Valeant-Allergan: deux analystes, deux visions

Publié le 22/04/2014 à 09:45

Valeant-Allergan: deux analystes, deux visions

Publié le 22/04/2014 à 09:45

Il est fascinant de constater jusqu’à quel point les analystes financiers sont influencés par les dirigeants des sociétés qu’ils suivent. Il n’y a pas plus bel exemple de cela que les deux analystes de BMO marchés des capitaux suivent Valeant et Allergan et leurs commentaires relatifs à l’offre hostile de la première pour acheter la deuxième.

Rappelons d’abord que la direction de Valeant s’est unie à l’investisseur activiste Bill Ackman pour lancer une audacieuse tentative de prendre le contrôle sur Allergan, spécialisée dans les médicaments et appareils médicaux pour les yeux et l’esthétique.

La société lavaloise offre ce matin l’équivalent de 47 milliards de dollars (G$) US dans un mélange d’encaisse et d’actions (48,30$US comptant et 0,83 action de Valeant), cela après que M. Ackman, par son hedge fund Pershing Square, ait acquis une participation de 9,7% dans Allergan.
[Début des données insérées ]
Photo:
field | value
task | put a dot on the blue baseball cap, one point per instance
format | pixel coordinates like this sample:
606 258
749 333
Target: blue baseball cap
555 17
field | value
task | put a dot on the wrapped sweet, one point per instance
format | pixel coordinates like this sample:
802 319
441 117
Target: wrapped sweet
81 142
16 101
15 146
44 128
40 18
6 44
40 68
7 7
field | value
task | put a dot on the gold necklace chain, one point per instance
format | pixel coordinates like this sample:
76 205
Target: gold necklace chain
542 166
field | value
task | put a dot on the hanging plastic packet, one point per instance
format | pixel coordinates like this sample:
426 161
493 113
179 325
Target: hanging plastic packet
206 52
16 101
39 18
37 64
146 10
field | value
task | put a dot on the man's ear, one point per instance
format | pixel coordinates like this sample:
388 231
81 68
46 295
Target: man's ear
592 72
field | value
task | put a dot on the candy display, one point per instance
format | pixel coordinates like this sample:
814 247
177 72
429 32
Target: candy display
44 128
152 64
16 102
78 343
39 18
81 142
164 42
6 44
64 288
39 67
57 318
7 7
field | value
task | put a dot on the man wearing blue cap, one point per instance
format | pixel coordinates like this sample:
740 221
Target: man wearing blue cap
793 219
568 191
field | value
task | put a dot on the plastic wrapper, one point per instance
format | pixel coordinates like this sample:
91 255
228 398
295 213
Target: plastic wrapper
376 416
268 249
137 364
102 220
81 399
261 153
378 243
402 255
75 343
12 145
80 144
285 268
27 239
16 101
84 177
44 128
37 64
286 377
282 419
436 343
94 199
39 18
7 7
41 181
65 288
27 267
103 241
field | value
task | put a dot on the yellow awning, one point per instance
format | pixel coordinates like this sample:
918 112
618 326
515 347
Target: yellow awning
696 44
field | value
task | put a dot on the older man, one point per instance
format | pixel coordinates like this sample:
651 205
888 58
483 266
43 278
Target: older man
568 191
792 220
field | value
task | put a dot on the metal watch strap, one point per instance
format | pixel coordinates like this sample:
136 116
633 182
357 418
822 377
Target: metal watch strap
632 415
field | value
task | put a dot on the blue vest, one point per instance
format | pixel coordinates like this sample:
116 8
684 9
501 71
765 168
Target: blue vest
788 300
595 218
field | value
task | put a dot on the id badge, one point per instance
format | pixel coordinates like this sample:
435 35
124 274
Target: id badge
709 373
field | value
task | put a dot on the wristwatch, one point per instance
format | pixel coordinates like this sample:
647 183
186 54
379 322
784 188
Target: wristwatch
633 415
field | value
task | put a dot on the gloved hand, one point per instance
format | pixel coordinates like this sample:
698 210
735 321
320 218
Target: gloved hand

Il est très rare, voire inusité qu’une société fait une alliance avec un investisseur activiste. Ça fera jaser et, à mon point de vue, cela reste à voir si c’est une bonne chose. La réalité, c’est que Valeant n’avait pas la situation financière pour prendre une aussi importante participation dans Allergan et s’assurer que cette dernière prenne son offre au sérieux.

Alex Arfaei, analyste de BMO qui suit Valeant, est enthousiaste quant à son offre, même s’il la qualifie d’audacieuse. «Nous estimons que cette transaction pourrait produire des synergies annuelles de 1,5-2,6G$US», écrit-t-il avant même que l’offre officielle soit déposée. Et il explique en détails par la suite où Valeant pourrait trouver ces économies.

«Avec Allergan, Valeant pourrait s’établir clairement comme le leader dans les marchés des soins des yeux et de l’esthétique, deux marchés en croissance», continue-t-il.

Son collègue David Maris, qui suit Allergan, a une toute autre vision. «Tristement, les sociétés sans dette avec beaucoup d’encaisse courent souvent après les problèmes dans un climat de bas taux d’intérêt et Allergan est maintenant la plus récente à avoir ce problème», écrit-il ce matin.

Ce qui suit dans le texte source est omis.